On 15. 11. 22 20:17, Kevin Kofler wrote:
tl;dr: Python 3.12 should be built with no-omit-frame-pointer if upstream recommends it.
Absolutely not, because…
Apparently there are some benchmarks that make Python look extra slow when the flags are turned on
… considering those benchmarks, Python is one of the programs for which it would be the *least* appropriate to enable frame pointers!
Oh, do you have more info on these benchmarks? The mentions I found were pretty vague. Is it DaanDeMeyer/fpbench? It seems pyperformance is the majority of those benchmarks, so there's not much to compare to. It's also the benchmark suite that upstream uses, so I'm certain any upstream recommendation will take it into account.
Meanwhile, on the upstream side, Python 3.12 (due next year, main Python for Fedora 39 [3]) has support for `perf`. Upstream plans to recommend compiling with these flags when measuring performance [4], and AFAIK, the plan is to recommend *always* compiling with them. [3]: https://fedoraproject.org/wiki/Changes/Python3.12 [4]: https://docs.python.org/3.12/howto/perf_profiling.html#how-to-obtain-the-bes...
Looking at the details in the link, would it not be sufficient to have the perf trampolines compiled with frame pointers enabled (which will only affect runs with perf support enabled ar runtime)? Or actually, since they are "compiled on the fly", do those trampolines not always have a frame pointer anyway, no matter how Python is compiled?
That sounds like a question for upstream, do you want to bring it up there? (I won't, as I don't think I could follow up well on the discussion.)
The idea is that possible speedups from "allowing anyone to profile/optimize their workflow" are worth the initial slowdown.
I and others heavily dispute this claim. There is no evidence that anybody will be doing enough profiling and optimization to compensate for the up to 10% performance hit seen on performance-critical Python code in the benchmarks, nor that such big optimization is even possible to begin with. Also, profiling and optimizing individual Python programs (as opposed to the Python interpreter itself) will not help the vast majority of Python code out there at all.

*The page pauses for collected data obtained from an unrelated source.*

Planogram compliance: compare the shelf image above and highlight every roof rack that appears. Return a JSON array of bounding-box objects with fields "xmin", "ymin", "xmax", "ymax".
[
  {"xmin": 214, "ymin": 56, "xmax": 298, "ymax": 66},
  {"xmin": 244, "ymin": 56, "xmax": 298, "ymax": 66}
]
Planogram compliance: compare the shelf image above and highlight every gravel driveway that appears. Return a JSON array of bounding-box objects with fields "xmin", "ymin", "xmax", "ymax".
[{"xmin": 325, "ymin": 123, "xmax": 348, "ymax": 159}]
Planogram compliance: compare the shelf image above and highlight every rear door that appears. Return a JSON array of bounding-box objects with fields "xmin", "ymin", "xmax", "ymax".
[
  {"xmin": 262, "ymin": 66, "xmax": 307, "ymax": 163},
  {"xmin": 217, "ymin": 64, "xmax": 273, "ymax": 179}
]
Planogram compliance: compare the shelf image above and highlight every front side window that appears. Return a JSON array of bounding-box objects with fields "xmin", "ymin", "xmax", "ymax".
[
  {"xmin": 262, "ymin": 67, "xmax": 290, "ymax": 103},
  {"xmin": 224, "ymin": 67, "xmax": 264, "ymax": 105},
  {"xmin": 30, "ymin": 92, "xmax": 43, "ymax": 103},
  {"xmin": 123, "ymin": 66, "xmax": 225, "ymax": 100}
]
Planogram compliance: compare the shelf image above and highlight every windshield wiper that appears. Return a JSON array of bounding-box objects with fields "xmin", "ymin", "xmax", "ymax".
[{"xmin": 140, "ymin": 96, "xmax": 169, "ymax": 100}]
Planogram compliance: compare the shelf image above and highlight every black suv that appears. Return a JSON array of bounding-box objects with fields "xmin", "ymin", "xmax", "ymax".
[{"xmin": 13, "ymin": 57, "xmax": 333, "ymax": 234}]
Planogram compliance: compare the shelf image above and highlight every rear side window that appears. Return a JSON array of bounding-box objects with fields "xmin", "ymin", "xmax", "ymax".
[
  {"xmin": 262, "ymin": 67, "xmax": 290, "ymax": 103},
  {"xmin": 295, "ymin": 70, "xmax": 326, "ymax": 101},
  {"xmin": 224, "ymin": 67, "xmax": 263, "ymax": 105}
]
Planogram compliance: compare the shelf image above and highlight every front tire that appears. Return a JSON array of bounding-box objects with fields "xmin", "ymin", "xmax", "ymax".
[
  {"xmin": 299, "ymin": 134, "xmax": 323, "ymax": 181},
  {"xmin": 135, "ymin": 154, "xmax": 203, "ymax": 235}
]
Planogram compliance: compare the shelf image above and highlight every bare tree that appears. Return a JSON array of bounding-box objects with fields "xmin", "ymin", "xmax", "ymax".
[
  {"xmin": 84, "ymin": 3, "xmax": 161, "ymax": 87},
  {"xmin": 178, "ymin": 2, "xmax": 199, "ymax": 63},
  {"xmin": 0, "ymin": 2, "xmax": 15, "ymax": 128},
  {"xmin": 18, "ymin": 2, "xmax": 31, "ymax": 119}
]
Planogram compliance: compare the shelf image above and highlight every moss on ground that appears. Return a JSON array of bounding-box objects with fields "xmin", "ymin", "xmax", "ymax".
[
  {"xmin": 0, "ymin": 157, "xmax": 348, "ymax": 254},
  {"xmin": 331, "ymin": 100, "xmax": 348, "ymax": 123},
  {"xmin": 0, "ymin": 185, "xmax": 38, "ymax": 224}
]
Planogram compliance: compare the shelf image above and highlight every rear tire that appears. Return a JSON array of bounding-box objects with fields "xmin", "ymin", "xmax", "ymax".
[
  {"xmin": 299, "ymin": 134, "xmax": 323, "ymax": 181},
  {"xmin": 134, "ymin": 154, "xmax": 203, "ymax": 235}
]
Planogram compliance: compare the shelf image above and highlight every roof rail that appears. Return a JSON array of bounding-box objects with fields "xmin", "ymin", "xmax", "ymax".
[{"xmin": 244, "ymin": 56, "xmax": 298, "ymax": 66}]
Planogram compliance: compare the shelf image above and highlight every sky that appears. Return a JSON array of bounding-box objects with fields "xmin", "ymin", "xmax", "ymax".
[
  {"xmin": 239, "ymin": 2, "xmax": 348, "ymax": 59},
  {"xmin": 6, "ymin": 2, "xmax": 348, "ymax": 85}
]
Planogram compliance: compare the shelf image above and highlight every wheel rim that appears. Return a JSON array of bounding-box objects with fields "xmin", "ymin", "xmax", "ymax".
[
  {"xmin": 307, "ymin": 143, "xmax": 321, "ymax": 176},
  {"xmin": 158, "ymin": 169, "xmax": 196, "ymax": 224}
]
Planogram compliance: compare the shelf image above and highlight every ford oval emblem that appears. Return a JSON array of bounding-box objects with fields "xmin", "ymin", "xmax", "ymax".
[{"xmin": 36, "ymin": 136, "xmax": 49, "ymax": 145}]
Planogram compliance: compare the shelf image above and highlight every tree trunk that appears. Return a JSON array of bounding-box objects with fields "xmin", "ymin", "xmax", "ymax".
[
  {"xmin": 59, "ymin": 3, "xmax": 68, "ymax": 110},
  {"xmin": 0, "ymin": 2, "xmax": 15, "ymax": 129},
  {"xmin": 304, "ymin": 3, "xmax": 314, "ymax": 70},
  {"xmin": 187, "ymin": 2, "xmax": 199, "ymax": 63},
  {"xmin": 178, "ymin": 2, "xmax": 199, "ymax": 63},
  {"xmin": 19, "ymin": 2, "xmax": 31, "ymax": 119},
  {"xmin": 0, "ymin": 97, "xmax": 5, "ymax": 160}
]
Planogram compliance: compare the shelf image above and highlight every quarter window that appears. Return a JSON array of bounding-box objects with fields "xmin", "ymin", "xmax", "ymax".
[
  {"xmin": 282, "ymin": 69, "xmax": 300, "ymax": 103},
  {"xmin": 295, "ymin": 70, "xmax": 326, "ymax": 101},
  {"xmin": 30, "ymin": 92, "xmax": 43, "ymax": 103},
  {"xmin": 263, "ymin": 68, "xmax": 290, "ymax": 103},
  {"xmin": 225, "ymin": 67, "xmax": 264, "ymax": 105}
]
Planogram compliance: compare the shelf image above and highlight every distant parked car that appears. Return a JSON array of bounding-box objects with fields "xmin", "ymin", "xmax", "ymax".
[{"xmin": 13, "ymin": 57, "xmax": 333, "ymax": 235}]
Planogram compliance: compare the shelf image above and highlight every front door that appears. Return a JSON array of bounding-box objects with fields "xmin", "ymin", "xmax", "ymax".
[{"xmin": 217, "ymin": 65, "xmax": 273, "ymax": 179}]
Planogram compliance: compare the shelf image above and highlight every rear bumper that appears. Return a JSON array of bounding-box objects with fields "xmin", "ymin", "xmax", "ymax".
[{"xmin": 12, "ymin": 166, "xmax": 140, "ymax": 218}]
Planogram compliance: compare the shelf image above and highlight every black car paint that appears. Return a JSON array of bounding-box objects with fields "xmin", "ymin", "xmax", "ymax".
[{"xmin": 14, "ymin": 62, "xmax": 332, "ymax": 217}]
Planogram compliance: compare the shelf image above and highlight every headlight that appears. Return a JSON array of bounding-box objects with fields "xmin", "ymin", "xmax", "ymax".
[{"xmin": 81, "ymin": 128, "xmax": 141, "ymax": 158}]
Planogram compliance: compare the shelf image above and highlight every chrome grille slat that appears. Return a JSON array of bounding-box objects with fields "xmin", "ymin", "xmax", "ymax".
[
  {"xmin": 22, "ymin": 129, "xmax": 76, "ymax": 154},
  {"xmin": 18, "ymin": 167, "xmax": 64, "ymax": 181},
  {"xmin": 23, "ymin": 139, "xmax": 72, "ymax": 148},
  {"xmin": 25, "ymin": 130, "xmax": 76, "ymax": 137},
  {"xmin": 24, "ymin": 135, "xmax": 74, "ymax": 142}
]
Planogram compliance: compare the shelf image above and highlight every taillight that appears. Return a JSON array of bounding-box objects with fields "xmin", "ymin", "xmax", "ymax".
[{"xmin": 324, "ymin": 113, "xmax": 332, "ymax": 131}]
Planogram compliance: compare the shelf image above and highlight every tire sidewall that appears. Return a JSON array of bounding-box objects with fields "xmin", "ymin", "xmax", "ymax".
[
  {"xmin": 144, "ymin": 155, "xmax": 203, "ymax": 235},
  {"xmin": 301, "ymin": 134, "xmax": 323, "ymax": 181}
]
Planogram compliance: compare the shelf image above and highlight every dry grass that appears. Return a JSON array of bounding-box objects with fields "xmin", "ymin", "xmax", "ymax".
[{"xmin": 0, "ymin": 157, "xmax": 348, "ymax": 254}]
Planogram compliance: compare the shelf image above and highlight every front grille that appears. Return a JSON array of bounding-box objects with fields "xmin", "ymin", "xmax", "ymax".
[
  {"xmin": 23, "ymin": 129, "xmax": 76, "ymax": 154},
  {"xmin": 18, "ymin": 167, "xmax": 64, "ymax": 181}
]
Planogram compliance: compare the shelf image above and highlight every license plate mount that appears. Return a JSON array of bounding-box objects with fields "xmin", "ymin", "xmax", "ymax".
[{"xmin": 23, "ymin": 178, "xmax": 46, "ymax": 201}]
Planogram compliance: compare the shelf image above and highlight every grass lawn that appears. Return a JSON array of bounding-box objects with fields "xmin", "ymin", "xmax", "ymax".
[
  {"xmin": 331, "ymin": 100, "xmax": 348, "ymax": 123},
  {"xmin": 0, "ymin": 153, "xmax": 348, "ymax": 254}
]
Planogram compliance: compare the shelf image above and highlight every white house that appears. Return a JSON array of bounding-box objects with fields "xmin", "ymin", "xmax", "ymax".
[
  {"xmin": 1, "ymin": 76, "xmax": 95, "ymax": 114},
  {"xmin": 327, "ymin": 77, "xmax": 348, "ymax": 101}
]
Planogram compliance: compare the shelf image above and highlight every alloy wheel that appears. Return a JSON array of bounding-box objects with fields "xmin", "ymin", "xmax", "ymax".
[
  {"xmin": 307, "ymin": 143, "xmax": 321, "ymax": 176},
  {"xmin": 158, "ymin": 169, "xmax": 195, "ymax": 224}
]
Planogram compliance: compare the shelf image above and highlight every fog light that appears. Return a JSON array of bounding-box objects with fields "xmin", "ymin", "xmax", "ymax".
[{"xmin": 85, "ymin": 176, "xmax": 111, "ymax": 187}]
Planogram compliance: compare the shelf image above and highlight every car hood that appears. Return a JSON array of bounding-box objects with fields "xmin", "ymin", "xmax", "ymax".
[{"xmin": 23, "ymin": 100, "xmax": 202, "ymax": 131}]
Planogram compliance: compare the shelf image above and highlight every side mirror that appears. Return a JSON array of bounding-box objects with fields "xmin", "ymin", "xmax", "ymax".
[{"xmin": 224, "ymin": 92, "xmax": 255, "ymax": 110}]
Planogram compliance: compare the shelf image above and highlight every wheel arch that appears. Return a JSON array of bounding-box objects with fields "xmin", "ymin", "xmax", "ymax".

I know enough about the pyperformance benchmarks to suspect that talking about the highest slowdown is just a scare tactic. Not all benchmarks are indicative of real-world use. The one that got closest to 10% (scimark_sparse_mat_mult, with a 9.5% hit [0]) is pure-Python matrix multiplication -- perhaps the best example of code you would never put in production today.
As far as I can see, performance geeks are enthusiastic for `perf` support,
As you say yourself, this is a niche feature for "performance geeks".
and I'd like to get them to (continue to) use Fedora builds.
That is in theory a laudable goal, but not if it degrades the performance for everyone else.
If CPython upstream does recommend these flags (or makes them default), I'm considering to turn the no-omit options on for Python 3.12 even if Fedora as a whole doesn't.
Then I can only hope that FESCo will explicitly disallow that.
Note that even a 2% slowdown will likely won back by general performance improvements – the Faster CPython team is targeting a 20% average speedup for pure-Python code in 3.12, on top of the ~25% for 3.11. And the people responsible for this speedup have a say in the upstream recommendations.
Those 20% are a stated goal, not a guarantee. Even if attained, they will also not necessarily help all programs the same amount. And most importantly, Fedora will benefit from those upstream optimizations either way, even if it does not ship a build optimized for profiling rather than performance. So I do not see this as an argument for shipping Python with frame pointers.
I am also very sceptical of that "grabbing for the stars" approach of accepting a 2-10% performance loss in the hopes of getting a 20% performance win that may or may not be actually achievable. In German, we have a proverb that literally translates to: "Better the sparrow in the hand than the dove on the roof." It means that it is better to take the small thing that you already have than to throw it away for a bigger thing that you have yet to catch.
We don't “have” anything now, the Python 3.12 release is a year away. I'm pretty sure the upstream recommendation will take the then-current state into account.
In fact, in your mail I don't really see anything Fedora-specific reason to override an upstream recommendation, when it comes.
[0]: https://github.com/DaanDeMeyer/fpbench/blob/7233a6cfcd01467b429e1a22d961e3f7...